Damit ist es das neunte Mal, dass Argentinien seit seiner Unabhängigkeit im Jahre 1816 zahlungsunfähig ist. Darüber hinaus weigerte sich das Land 2014 zeitweise, einen Teil seiner Schulden zu begleichen. Das Land an der Südspitze Amerikas leidet seit Jahrzehnten unter einer Vielzahl von staatlichen Insolvenzen und sehr hohen Inflationsraten. Ein entscheidender Grund dafür liegt in den häufigen extremen Wechseln in der nationalen Wirtschaftspolitik zwischen liberaler Marktöffnung und staatlichem Dirigismus der Peronisten. Dies führt dazu, dass ausländische Investoren und auch lokale Unternehmen oft keine Möglichkeit haben, langfristige Planungen vorzunehmen. Außerdem führt die Häufung der staatlichen Zahlungsausfälle zu einem besonders hohen Misstrauen von Kreditgebern gegenüber dem Land.

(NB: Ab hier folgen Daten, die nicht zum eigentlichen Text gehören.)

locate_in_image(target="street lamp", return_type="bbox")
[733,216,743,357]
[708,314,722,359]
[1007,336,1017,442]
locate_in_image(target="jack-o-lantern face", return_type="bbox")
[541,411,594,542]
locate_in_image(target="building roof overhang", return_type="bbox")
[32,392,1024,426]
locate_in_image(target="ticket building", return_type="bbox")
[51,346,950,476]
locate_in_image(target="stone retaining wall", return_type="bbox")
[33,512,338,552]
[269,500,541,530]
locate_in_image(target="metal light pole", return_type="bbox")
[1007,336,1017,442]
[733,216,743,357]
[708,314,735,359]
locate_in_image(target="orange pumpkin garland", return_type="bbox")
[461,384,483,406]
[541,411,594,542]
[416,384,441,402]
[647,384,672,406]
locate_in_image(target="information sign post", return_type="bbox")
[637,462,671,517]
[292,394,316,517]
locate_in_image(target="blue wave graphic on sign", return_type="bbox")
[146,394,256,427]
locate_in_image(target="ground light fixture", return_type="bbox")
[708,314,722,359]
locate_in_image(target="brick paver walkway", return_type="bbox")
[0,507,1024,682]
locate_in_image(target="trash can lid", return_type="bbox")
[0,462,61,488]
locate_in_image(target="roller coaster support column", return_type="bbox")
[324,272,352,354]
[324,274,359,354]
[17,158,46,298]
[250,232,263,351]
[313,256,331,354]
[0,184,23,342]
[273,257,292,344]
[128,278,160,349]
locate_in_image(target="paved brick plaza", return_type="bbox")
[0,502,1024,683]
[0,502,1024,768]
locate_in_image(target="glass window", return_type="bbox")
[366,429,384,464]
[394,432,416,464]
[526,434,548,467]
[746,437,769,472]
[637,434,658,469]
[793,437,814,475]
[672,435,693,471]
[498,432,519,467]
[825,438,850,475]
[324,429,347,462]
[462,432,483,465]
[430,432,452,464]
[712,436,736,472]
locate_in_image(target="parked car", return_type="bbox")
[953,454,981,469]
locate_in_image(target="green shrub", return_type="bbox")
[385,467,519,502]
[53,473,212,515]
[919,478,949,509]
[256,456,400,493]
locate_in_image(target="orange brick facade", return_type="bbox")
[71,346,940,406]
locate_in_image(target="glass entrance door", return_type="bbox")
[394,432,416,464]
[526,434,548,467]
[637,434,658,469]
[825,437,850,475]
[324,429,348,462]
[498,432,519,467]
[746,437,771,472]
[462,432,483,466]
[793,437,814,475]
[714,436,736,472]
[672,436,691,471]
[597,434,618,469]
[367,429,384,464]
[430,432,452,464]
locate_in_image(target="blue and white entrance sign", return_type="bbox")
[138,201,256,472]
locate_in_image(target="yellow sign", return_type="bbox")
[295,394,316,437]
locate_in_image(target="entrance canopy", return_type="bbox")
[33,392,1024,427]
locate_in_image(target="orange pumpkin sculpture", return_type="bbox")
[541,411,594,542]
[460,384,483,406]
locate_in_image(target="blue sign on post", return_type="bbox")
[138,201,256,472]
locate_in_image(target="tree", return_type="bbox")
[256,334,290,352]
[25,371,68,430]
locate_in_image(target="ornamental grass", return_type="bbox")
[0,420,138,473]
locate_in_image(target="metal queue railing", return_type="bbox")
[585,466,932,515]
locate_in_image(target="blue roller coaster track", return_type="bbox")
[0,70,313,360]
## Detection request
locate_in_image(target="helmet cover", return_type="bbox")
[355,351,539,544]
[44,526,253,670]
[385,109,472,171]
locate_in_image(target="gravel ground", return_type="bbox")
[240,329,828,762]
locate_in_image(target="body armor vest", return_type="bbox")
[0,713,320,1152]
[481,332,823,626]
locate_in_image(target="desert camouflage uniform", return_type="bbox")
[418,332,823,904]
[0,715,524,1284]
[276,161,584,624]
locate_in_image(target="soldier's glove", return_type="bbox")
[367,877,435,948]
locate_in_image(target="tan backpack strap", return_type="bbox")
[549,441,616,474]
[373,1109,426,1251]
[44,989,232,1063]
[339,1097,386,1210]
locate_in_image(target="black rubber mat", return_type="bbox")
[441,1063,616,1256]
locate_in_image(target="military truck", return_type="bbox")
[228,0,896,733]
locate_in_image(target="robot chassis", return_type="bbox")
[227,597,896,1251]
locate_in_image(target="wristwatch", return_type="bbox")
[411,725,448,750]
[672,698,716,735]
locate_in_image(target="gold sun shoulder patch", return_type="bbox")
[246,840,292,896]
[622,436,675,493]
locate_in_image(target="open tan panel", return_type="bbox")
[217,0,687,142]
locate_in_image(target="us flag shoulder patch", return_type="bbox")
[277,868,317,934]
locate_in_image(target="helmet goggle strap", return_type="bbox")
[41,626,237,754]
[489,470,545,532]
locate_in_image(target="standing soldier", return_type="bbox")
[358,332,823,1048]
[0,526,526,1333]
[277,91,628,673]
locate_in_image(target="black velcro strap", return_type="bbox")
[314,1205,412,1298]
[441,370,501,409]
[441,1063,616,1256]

Die derzeitige Wirtschafts- und Schuldenkrise in Argentinien resultiert nicht aus der Corona-Pandemie, sie wird allerdings dadurch noch verschärft. Bereits im Jahr 2018 kam es zu einem starken Währungsverfall, nachdem die Unabhängigkeit der argentinischen Zentralbank bezweifelt worden war. Grund war eine Rechtsänderung in Bezug auf das Inflationsziel durch die Regierung von Präsident Mauricio Macri. In Folge dieser Krise und einer stark steigenden Inflationsrate beantragte Argentinien ein Hilfsprogramm des Internationalen Währungsfonds (IWF); dieser stellte das bisher größte Hilfsprogramm seiner Geschichte in Höhe von 57 Milliarden US-Dollar zur Verfügung.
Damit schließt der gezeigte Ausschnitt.